Camminai lentamente per la camera osservando ogni piccolo dettaglio. Mi sedetti sul letto e guardai fuori dalla finestrella. Mi piaceva, era abbastanza tranquilla e accogliente per me. Sistemai le mie cose molto velocemente e scesi al piano di sotto. Mi sentivo ancora in imbarazzo.
“Emilia! Vieni vieni.” l'uomo mi sorrise
Mi sedetti vicino a lui e restai con lo sguardo fisso in avanti.
“Tranquilla.. Sei al sicuro con noi.”
“Edward non pressarla!” esordì la donna.
“Certo che no, Lily. Non ci penso nemmeno.”

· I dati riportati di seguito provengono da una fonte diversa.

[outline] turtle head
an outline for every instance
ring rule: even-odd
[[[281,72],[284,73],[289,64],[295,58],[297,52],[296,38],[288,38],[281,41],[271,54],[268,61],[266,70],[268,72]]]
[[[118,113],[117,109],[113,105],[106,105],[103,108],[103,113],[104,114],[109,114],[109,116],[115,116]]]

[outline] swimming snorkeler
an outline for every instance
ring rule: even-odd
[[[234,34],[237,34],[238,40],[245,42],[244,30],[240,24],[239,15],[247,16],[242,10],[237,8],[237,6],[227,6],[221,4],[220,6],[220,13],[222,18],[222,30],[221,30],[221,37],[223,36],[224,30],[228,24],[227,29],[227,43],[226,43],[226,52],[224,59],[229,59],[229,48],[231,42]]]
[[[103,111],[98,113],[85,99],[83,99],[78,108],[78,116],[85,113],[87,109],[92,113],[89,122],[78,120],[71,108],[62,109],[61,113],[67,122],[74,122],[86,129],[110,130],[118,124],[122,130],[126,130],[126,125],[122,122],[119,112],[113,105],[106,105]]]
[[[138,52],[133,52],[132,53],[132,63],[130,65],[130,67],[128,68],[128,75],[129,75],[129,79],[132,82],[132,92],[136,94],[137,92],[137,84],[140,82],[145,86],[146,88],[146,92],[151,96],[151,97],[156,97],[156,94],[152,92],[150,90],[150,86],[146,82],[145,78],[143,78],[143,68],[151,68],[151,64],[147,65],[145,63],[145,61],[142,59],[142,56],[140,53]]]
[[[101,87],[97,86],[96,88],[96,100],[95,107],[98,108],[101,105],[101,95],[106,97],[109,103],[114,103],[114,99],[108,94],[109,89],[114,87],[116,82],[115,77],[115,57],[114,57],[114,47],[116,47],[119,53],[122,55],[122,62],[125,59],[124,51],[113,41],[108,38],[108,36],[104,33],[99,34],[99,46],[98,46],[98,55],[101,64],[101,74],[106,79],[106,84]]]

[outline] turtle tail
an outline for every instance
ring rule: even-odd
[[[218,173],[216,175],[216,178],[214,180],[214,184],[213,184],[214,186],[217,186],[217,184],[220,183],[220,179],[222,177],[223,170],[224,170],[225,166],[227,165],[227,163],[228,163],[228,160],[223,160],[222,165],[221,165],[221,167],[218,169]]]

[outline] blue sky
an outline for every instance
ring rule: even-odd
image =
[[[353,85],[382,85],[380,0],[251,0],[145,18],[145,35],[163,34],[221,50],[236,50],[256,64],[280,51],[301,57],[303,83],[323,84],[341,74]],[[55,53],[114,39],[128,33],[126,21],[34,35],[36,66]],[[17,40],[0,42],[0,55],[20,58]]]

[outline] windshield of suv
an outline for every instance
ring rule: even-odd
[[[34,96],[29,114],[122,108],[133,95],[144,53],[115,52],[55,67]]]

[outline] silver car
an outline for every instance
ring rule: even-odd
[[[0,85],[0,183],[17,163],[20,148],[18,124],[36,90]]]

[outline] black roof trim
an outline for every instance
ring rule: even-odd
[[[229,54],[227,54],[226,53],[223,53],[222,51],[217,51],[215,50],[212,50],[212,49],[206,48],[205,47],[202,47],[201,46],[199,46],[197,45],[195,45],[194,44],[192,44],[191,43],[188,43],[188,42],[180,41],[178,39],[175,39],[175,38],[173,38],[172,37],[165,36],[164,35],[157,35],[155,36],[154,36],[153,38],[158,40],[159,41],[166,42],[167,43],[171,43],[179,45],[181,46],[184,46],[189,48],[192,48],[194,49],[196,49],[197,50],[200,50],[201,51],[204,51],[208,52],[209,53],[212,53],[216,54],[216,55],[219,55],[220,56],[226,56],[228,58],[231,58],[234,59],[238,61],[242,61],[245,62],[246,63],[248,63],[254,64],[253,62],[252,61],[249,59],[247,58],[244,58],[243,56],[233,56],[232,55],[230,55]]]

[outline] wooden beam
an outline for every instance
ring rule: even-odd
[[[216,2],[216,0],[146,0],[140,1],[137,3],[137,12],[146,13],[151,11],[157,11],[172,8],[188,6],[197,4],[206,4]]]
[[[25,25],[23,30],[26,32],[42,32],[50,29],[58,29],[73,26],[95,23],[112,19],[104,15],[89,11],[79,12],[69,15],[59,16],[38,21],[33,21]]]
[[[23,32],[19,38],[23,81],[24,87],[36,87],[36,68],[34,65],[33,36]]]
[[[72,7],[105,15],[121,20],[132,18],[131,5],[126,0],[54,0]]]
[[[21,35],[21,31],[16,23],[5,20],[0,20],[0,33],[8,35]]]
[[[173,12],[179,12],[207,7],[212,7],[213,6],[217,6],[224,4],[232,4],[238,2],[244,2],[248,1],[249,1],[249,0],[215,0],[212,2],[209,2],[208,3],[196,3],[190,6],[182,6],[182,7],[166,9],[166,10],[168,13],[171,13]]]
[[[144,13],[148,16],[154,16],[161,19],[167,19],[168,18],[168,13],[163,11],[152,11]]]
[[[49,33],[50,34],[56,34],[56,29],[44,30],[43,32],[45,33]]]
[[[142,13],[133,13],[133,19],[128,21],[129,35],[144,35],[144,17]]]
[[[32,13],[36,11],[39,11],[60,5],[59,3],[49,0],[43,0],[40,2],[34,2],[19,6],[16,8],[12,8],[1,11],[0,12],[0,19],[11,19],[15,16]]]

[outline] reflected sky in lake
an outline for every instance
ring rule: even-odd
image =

Mi sentivo così in soggezione. Volevo solo scappare da quel divanetto in pelle nera ma non lo feci. Pian piano mi tranquillizzai. Persi tutta la rigidità che avevo accomulato e mi lasciai andare.
“Tutto bene piccola?” chiese Lily.
“S-si.” risposi velocemente.
“Tranquilla, sta una meraviglia.” disse l'uomo ridendo.
Lo guardai e sorrisi a mia volta. Sembrava così simpatico e sensibile.
Credevo fermamente che la mia sofferenza fosse giunta alla fine.. Ma era soltanto agli inizi. La mia vita stava per complicarsi ulteriormente. Stava per diventare un inferno.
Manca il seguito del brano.